To describe the clinical and pathological findings of two large mainland Chinese kindreds with vitreous amyloidosis and associated transthyretin mutation.

METHODS

Twenty individuals from two kindreds with vitreous amyloidosis were ascertained. The transtheretin (TTR) gene of each individual was analyzed, and a clinical examination was obtained on the index patient.

RESULTS

Vitreous amyloidosis and radiculopathy were the significant findings in affected individuals. Vitrectomy was performed on the severely affected individuals, with resulting postoperative visual acuity of 20/80 to 20/25. Congo red staining demonstrated amyloid in the vitreous specimen. In Case A, DNA sequencing of exon 2 in the TTR gene revealed a base-pair substitution at codon 35, AAG > ACG (Lys35Thr).

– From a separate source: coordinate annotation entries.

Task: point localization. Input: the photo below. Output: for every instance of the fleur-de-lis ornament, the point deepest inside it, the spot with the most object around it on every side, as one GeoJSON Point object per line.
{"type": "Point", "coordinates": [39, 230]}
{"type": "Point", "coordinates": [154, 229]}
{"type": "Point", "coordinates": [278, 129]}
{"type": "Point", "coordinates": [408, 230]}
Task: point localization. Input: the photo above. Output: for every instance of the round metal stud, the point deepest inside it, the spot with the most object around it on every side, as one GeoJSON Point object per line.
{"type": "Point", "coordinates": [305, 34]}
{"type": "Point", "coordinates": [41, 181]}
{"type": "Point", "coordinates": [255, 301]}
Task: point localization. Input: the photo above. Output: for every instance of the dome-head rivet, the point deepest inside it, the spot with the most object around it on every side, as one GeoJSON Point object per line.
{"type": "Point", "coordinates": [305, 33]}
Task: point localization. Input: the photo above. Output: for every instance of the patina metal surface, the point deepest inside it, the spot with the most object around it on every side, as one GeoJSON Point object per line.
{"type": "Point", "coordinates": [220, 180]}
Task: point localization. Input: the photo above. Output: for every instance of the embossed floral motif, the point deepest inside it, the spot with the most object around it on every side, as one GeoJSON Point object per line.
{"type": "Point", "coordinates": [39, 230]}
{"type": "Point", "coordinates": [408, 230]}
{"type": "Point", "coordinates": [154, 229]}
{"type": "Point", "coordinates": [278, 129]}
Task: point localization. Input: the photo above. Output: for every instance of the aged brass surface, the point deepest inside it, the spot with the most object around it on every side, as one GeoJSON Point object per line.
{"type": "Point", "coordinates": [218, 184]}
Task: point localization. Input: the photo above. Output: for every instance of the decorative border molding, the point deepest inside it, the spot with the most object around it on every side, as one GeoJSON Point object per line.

In Case B, a missense mutation of leucine-to-arginine substitution was identified at amino acid position 55 in exon 3, CTG > CGG (Leu55Arg).

CONCLUSIONS

TTR Lys35Thr and Leu55Arg mutations are associated with vitreous amyloidosis. The phenotype is variable, with vitreous opacities occurring earlier, and sometimes as the sole signs of amyloidotic polyneuropathies (FAPs). Vitrectomy improves vision in some patients with vitreous amyloidosis.